Rene—(Huskily.) Simon!

(Simon leaps up, jerks away his meat, and, wiping his mouth with his sleeve, hurries after the others into the dormitory. From the right, the Abbot enters followed by a train of monks. He wears a miter and a flowing cope of scarlet, richly apparelled. From the end of a rosary about his neck dangles an ivory crucifix. The monks are all in black and wear their hoods. Upon reaching the center of the court, the Abbot raises his staff and the procession stops.)

Abbot—Saint Martin hath restored the golden dawn
And put the clouds to flight. The kingly sun
Looks on the world like our new-risen Lord
Driving the night before Him. And the fiends,
That fly with darkness from the pit of death
To conjure with the baleful midnight stars
And wreck God's holy chime of human souls,
Are scourged to Hell, and all the rebel orbs
Are thunder-stunned.
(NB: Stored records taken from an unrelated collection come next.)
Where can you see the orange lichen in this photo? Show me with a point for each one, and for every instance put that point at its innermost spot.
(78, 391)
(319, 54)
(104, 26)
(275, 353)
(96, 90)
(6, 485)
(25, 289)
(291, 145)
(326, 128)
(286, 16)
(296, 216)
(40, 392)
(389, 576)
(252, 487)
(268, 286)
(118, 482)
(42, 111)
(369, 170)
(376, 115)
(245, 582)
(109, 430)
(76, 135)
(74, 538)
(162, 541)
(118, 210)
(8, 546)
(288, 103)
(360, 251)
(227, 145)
Vapors and noxious fogs
That hatch contagion in rank, drizzling swamps,
Will soon beneath the lightning's flagellum
With breezes fan their fevers from the blood,
And with pure sea-dews from green ocean urns
Sprinkle the parched earth to cool the vines
Preparing clusters of our dear Lord's blood.
The serpent spawn of imps and evil dreams,
Fairies and watching wanderers of the night,
That kennel in the bowels of the earth
And taint its waters, blight the tender sprouts,
And sow infections through the flocks and herds,
Have flown like bats into the squalid caves,
And there are numb with fear. O'er Zion's towers
The virgin dawn brings forth the sun of God
And smiles upon the world. The blessed light
Spreads o'er the earth its bright, archangel wings,
Dripping with balmy dews and cassia smells.